En 1533, Anne devient reine d’Angleterre et la seconde épouse d’Henry VIII, qui vient de répudier pour elle Catherine d’Aragon. Depuis plusieurs années Thomas est consumé par la jalousie. Mais tout au long de l’épisode du divorce, Anne se montre si ambitieuse, dure et impitoyable qu’il finit sans doute par ne plus l’aimer. Sometime I fled the fire, écrit-il dans un autre poème tout en allusions : « j’ai fui le feu qui me brûlait, par mer, par terre, par eau et par vent ».

Quand arrive la disgrâce d’Anne Boleyn, en 1536, Thomas Wyatt est emprisonné à la Tour de Londres en compagnie de cinq autres hommes avec lesquels la reine est soupçonnée d’adultère. Tous seront exécutés, sauf lui. Il assistera à la décapitation d’Anne depuis sa cellule, avant d’être libéré et de retrouver — pour un temps — la faveur du roi. « These bloody days have broken my heart », écrit-il dans un dernier poème, « ces jours sanglants m’ont brisé le cœur (…) Ce que j’ai vu reste figé dans ma tête, nuit et jour ».

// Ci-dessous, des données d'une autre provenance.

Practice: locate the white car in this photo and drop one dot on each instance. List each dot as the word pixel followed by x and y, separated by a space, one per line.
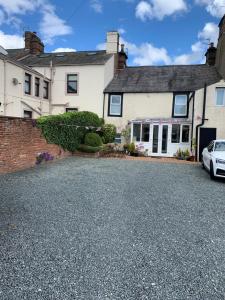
pixel 213 158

On dit qu’en 1542, après avoir fait exécuter sa cinquième femme Catherine Howard, Henry VIII envisagea un temps de la remplacer par la propre femme de Thomas, Elizabeth. Peu après, le poète tomba malade, et mourut.

 

Whoso list to hunt, I know where is an hind,
But as for me, hélas, I may no more.
The vain travail hath wearied me so sore,
I am of them that farthest cometh behind.
Yet may I by no means my wearied mind
Draw from the deer, but as she fleeth afore
Fainting I follow. I leave off therefore,
Sithens in a net I seek to hold the wind.

Who list her hunt, I put him out of doubt,
As well as I may spend his time in vain.
And graven with diamonds in letters plain
There is written, her fair neck round about:
Noli me tangere, for Caesar’s I am,
And wild for to hold, though I seem tame.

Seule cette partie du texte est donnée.